Sul banco degli imputati saliranno D.G, 41 anni e F. L 38 entrambi di Canicattì e V. P. 51 anni di Sommatino comune poco distante dalla città dell’uva Italia in provincia di Caltanissetta. Secondo l’accusa D.G spacciandosi per dipendente del comune di Sommatino e presentando delle buste paga rigorosamente false sarebbe riuscito ad ottenere un prestito di parecchie migliaia di euro con il metodo della cessione del quinto dello stipendio.
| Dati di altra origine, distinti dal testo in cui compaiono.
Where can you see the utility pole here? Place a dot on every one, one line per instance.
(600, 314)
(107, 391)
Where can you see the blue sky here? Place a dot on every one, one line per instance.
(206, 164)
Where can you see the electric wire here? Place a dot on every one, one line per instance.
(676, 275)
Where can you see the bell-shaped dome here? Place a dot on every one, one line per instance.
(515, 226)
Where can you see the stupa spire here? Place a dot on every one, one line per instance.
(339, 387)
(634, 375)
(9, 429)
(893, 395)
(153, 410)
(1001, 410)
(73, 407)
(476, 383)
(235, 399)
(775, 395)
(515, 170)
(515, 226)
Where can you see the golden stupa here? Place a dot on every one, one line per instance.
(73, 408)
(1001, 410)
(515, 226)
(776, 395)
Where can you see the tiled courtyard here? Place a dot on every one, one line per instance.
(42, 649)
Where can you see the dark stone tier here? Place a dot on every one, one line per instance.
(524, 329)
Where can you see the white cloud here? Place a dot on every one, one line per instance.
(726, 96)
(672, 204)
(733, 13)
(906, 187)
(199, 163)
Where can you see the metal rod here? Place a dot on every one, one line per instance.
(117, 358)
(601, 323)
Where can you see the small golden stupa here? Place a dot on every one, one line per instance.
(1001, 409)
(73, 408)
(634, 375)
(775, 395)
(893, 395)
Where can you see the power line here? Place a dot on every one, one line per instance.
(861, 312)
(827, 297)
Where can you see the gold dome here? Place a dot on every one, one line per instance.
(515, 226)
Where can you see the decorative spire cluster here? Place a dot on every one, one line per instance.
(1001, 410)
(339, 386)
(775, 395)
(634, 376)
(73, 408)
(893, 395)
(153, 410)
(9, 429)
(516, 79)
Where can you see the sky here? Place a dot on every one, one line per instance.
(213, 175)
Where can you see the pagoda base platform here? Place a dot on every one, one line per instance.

Al momento però di richiedere il pagamento della rata mensile da parte della società nazionale che aveva concesso il prestito era stata scoperta la truffa. Figura centrale in questa vicenda, sempre secondo l’accusa, era V. P. impiegato del comune di Sommatino il quale avrebbe fornito agli altri indagati buste paga dell’ente per il quale lavorava e dalle quali veniva trattenuto il quinto dello stipendio che in realtà poi non poteva mai essere incassato.
Questo processo che doveva avere inizio lo scorso sette aprile a Caltanissetta, ma che ha visto numerosi rinvii prende le mosse da una inchiesta molto ben più ampia che nel 2008 aveva visto finire in carcere ben sei persone nell’asse Canicattì- Sommatino e tutte accusate di avere messo in piedi una organizzazione che si dedicava alle truffe ai danni di società finanziarie nazionali.